FIG. 1 is a schematic view of an apparatus for producing an amorphous semiconductor thin film of the present invention.

FIG. 2 is a schematic view of a substrate surface heater of the present invention.

FIG. 3 is a schematic view of a ladder antenna type electrode of the present invention.

FIG. 4 is a diagram showing the relationship between the temperature of the substrate surface heater and the temperature of the substrate surface.

FIG. 5 is a relationship diagram between the temperature of the substrate heater body and the temperature of the substrate surface.

FIG. 6 is a diagram showing a temperature state at each position of substrate heating.

FIG. 7 is a diagram showing a state depending on the plasma potential and the presence or absence of heating of the substrate surface.

FIG. 8 is a diagram showing a relationship between a substrate surface temperature and a defect density.

FIG. 9 is a diagram showing the relationship between the distance between the wire rods of the heater for heating the substrate surface and the reduction rate of the film formation rate.

FIG. 10 is a schematic view of a conventional plasma CVD apparatus.

FIG. 11 is a diagram showing the relationship between the mesh electrode temperature and the defect density of a conventional plasma CVD apparatus.

FIG. 12 is a diagram showing a state in which an amorphous silicon film is attached to a mesh electrode.

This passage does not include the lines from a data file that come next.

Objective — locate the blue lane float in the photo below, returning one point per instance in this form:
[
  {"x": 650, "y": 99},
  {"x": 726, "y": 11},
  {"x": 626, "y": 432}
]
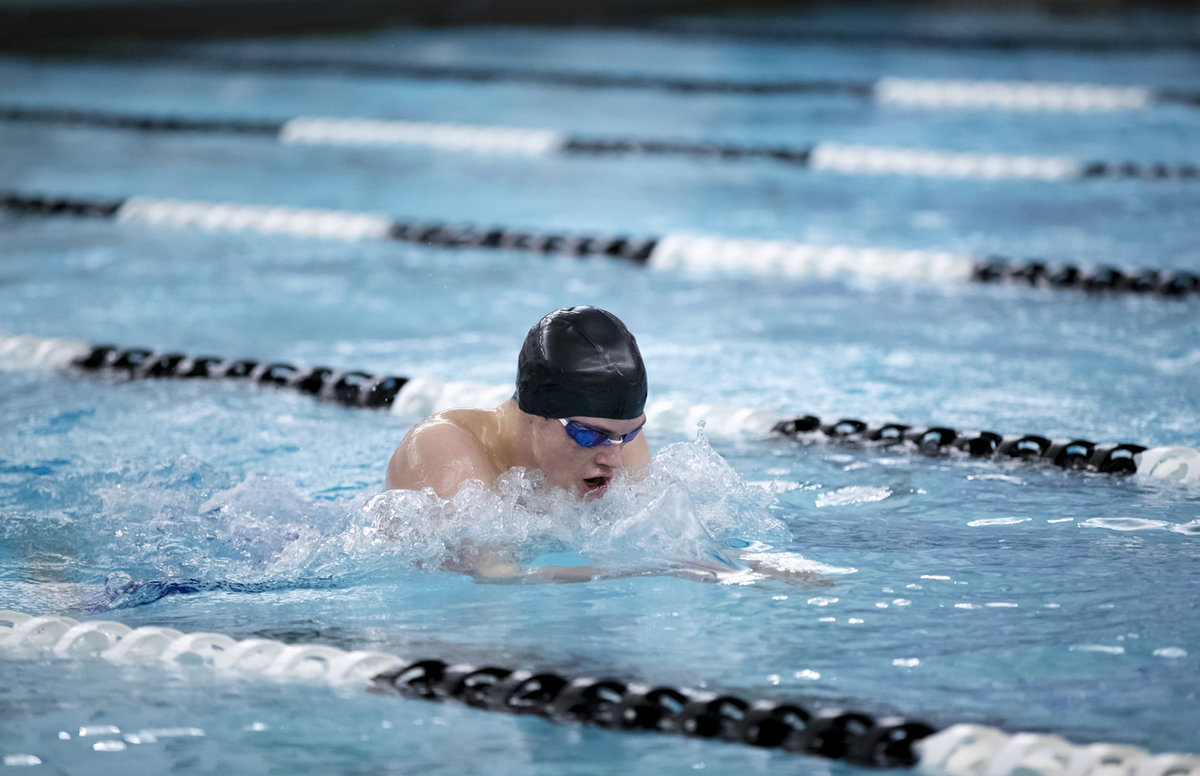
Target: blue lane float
[
  {"x": 419, "y": 397},
  {"x": 850, "y": 160},
  {"x": 675, "y": 252}
]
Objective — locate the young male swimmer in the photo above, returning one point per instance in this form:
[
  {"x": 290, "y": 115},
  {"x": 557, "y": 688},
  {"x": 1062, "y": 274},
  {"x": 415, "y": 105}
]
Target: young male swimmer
[{"x": 576, "y": 415}]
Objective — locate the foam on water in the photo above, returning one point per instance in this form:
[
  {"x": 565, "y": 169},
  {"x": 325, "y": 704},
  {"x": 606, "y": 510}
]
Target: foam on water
[
  {"x": 685, "y": 513},
  {"x": 189, "y": 529}
]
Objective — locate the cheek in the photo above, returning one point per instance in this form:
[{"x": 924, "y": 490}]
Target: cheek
[{"x": 561, "y": 458}]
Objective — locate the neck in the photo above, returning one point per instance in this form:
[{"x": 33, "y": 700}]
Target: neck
[{"x": 513, "y": 444}]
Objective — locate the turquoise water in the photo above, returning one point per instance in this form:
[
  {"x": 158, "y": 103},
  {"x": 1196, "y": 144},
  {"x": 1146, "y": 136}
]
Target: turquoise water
[{"x": 1005, "y": 594}]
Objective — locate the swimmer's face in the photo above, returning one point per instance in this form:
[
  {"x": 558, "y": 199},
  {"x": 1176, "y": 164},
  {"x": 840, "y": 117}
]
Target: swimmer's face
[{"x": 585, "y": 471}]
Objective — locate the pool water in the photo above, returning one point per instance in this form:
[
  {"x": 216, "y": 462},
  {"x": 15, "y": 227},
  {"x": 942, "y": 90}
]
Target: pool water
[{"x": 951, "y": 590}]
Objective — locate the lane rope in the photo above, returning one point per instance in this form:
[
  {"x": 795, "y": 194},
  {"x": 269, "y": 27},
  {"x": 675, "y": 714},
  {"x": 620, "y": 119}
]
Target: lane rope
[
  {"x": 850, "y": 160},
  {"x": 414, "y": 397},
  {"x": 681, "y": 252},
  {"x": 911, "y": 92},
  {"x": 609, "y": 703},
  {"x": 1000, "y": 41}
]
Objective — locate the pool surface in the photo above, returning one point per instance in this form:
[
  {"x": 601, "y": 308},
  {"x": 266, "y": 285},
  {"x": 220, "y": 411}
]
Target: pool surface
[{"x": 949, "y": 589}]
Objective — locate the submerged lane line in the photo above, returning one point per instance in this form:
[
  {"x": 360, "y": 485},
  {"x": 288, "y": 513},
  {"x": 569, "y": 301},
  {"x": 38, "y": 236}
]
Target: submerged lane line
[
  {"x": 414, "y": 397},
  {"x": 699, "y": 253},
  {"x": 888, "y": 741},
  {"x": 849, "y": 160},
  {"x": 910, "y": 92}
]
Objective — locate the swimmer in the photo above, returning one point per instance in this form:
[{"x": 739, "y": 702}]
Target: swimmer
[{"x": 576, "y": 415}]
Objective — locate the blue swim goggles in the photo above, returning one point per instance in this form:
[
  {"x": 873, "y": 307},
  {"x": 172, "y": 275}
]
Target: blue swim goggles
[{"x": 591, "y": 437}]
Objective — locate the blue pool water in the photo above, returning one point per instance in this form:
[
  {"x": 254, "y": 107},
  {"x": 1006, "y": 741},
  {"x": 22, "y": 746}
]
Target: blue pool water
[{"x": 951, "y": 590}]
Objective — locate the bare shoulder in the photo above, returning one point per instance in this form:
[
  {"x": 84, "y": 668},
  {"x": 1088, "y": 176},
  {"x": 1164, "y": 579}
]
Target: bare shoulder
[{"x": 442, "y": 452}]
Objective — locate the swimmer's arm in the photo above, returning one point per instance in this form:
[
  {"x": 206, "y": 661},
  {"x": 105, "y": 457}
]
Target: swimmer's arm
[{"x": 438, "y": 455}]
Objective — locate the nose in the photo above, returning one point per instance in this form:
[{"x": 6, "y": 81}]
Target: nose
[{"x": 611, "y": 456}]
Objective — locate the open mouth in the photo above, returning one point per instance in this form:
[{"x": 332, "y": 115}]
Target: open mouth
[{"x": 597, "y": 485}]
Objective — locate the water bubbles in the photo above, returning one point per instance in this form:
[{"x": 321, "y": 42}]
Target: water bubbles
[{"x": 853, "y": 495}]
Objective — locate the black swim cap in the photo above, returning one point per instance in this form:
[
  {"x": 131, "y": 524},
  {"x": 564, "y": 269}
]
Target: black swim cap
[{"x": 581, "y": 361}]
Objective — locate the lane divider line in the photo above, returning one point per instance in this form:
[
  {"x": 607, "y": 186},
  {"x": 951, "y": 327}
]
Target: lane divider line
[
  {"x": 414, "y": 397},
  {"x": 849, "y": 160},
  {"x": 909, "y": 92},
  {"x": 605, "y": 702},
  {"x": 694, "y": 253}
]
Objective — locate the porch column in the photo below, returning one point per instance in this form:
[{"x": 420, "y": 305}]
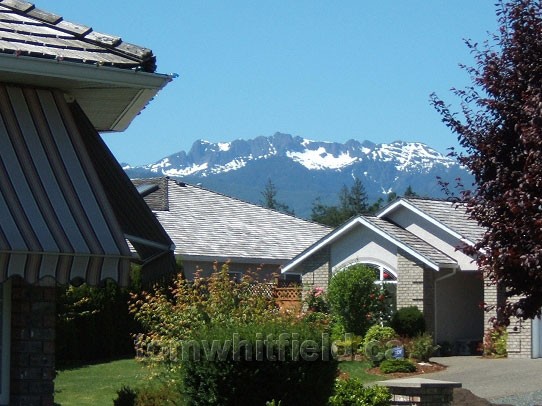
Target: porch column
[{"x": 415, "y": 286}]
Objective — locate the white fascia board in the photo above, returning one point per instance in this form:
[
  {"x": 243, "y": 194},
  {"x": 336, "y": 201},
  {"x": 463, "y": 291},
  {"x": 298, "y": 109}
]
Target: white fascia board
[
  {"x": 432, "y": 220},
  {"x": 332, "y": 236},
  {"x": 399, "y": 244},
  {"x": 75, "y": 72},
  {"x": 340, "y": 231}
]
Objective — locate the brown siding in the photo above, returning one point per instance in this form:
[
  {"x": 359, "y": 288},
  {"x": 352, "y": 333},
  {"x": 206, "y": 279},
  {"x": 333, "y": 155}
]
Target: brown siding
[{"x": 32, "y": 344}]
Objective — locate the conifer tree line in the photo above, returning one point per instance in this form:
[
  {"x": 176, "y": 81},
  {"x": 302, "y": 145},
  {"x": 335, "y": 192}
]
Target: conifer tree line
[{"x": 352, "y": 201}]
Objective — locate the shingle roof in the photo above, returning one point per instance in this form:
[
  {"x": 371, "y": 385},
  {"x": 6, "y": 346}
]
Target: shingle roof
[
  {"x": 28, "y": 31},
  {"x": 158, "y": 200},
  {"x": 203, "y": 223},
  {"x": 426, "y": 250},
  {"x": 452, "y": 215}
]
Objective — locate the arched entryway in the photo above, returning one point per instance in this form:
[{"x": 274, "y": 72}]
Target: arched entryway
[{"x": 385, "y": 276}]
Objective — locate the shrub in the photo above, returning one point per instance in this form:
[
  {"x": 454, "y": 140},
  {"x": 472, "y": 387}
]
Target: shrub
[
  {"x": 380, "y": 334},
  {"x": 495, "y": 342},
  {"x": 171, "y": 316},
  {"x": 351, "y": 392},
  {"x": 356, "y": 299},
  {"x": 264, "y": 364},
  {"x": 408, "y": 321},
  {"x": 391, "y": 366},
  {"x": 126, "y": 396},
  {"x": 348, "y": 345},
  {"x": 316, "y": 301},
  {"x": 155, "y": 395},
  {"x": 378, "y": 343},
  {"x": 421, "y": 347}
]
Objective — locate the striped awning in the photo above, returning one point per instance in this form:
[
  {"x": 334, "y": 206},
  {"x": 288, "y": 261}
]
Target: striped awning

FIG. 13 is a diagram showing the relationship between the number of film formations and the film formation rate using a conventional plasma CVD apparatus.

[Explanation of symbols]

01 Reaction container 02 Cathode electrode 03 Anode electrode 04 Mesh electrode 05 Heating power supply 06 Transformer 07 Slide vacuum 08 High vacuum exhaust port 09 Pressure adjustment exhaust port 11 Reaction container 12 Heating heater 13 Substrate heating heater main body 14 Substrate 15 Substrate surface heating heater 16 Wire material heaters 17a, 17b Power supply wires 18a, 18b Current introduction terminal 19 Substrate surface heating power supply 20 Gas mixing box 20 Opening 21 Gas introduction pipe 22 Reactive gas (SiH ₄ ) 23 Ladder antenna type electrode 24 Frame material 25 Ladder member 26a , 26b Power supply points 27a, 27b Power supply lines 28a, 28b Current introducing terminal 29 High frequency power source 30 Impedance matching device 31 Cooling pipe 32 First thermometer 33 Second thermometer 34 High frequency noise removing capacitor

─────────────────────────────────────────────────── ─── Continuation of the front page (72) Inventor Tatsushi Aoi 5-717-1 Fukahori-cho, Nagasaki-shi, Nagasaki Mitsubishi Heavy Industries, Ltd. Nagasaki Research Institute (72) Inventor Akemi Takano 5-chome, Fukahori-cho, Nagasaki-shi, Nagasaki Prefecture 717-1 Mitsubishi Heavy Industries, Ltd. Nagasaki Laboratory (56) Reference JP-A-5-70958 (JP, A) JP-A-7-99159 (JP, A) JP-A-8-253864 (JP, A) ( 58) Fields investigated (Int.Cl. ⁷ , DB name) H01L 21/205

Claims (3)

(57) [Claims] 1. An apparatus for producing an amorphous semiconductor thin film for forming an amorphous silicon thin film on a substrate arranged in a reaction vessel, wherein the substrate is provided between the substrate and a ladder antenna type electrode for generating glow discharge plasma. An apparatus for producing an amorphous semiconductor thin film, comprising: a substrate surface heating heater for heating the surface of the substrate, wherein the heater for controlling the surface heating temperature is formed of wire rods having a predetermined interval. 2. The apparatus for producing an amorphous semiconductor thin film according to claim 1, wherein the substrate surface heating heater is grounded through a capacitor. 3. The apparatus for producing an amorphous semiconductor thin film according to claim 1, wherein a gas mixing box into which a reaction gas is introduced is arranged in the reaction container, and the gas mixing box is provided on the side facing the substrate. An apparatus for manufacturing an amorphous semiconductor thin film, which has an opening, and a ladder antenna type electrode is provided so as to cover the opening.